Okay, so here’s how it goes. Two weeks in advance you log-on to the Trois Mec website (spaces or ‘tickets’ for the following two weeks are released every other Friday at 8am), you register, you then have 15 minutes to complete your ticket purchase.
Ticket price varies, but the five-course set dinner menu tends to come in north of the $75 mark, and includes service charge and tax, but is exclusive of all drinks, coffee and tea, except water. There are two seatings per night (with optional $45 wine pairing), and two hours is allotted per table, so latecomers are severely frowned upon as the whole of service is thrown out of kilter. Got that?
Since the advent of Ferran Adria’s Tickets in Barcelona and Grant Achatz’s popular Next in Chicago, it appears that, like it or not, restaurant ticketing systems are here to stay. Lucky then, that at Trois Mec, it’s worth it.

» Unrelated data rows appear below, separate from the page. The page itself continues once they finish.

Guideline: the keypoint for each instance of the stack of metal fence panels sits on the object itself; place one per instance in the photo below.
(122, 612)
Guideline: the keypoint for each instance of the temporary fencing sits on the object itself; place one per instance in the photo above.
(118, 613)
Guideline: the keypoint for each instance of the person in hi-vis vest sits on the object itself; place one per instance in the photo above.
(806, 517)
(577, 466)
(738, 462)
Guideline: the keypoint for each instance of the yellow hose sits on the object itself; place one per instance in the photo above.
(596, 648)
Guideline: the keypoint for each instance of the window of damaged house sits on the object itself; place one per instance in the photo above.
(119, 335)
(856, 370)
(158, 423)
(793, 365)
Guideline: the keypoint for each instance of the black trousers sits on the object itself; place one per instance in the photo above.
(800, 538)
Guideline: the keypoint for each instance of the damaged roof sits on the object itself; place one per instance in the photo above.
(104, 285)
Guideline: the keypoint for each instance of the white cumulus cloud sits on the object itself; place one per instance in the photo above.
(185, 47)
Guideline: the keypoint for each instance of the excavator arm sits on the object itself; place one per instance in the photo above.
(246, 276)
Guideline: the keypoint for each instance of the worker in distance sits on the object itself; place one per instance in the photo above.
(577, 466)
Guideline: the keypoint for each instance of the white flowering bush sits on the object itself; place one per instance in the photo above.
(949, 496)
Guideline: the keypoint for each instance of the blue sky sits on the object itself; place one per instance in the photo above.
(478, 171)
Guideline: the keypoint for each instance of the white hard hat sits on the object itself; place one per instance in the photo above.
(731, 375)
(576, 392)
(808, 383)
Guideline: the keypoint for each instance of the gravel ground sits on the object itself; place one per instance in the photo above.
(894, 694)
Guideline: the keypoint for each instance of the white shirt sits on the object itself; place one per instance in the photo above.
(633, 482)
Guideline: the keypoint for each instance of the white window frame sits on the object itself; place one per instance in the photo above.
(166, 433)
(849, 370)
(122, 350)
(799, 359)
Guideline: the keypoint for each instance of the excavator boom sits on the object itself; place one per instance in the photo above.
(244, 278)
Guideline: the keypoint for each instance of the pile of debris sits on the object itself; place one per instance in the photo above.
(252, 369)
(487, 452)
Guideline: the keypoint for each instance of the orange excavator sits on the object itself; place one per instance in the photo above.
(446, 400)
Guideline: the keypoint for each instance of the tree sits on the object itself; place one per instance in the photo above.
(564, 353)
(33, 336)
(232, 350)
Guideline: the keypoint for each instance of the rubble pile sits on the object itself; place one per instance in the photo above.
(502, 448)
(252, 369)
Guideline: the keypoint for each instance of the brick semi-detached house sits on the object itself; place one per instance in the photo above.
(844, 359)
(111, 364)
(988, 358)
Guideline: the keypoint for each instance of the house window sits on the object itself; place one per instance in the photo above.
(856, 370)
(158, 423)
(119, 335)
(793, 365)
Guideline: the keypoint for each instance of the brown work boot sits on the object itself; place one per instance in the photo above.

Behind the stoves of this 26-seater that has all LA agog, is the team that brought you super successes LudoBites and Animal – Ludovic Lefebvre, Jon Shook and Vinny Dotolo. The monthly changing menu plates a neat and seasonal array from spiced buckwheat popcorn and morels in ramp butter, to braised BBQ carrots with watercress, and rib cap beef with shallot broth, black walnut and clover spelt, but you’ll have to set your alarm on Friday for 7.55am to snag a ticket, err, seat.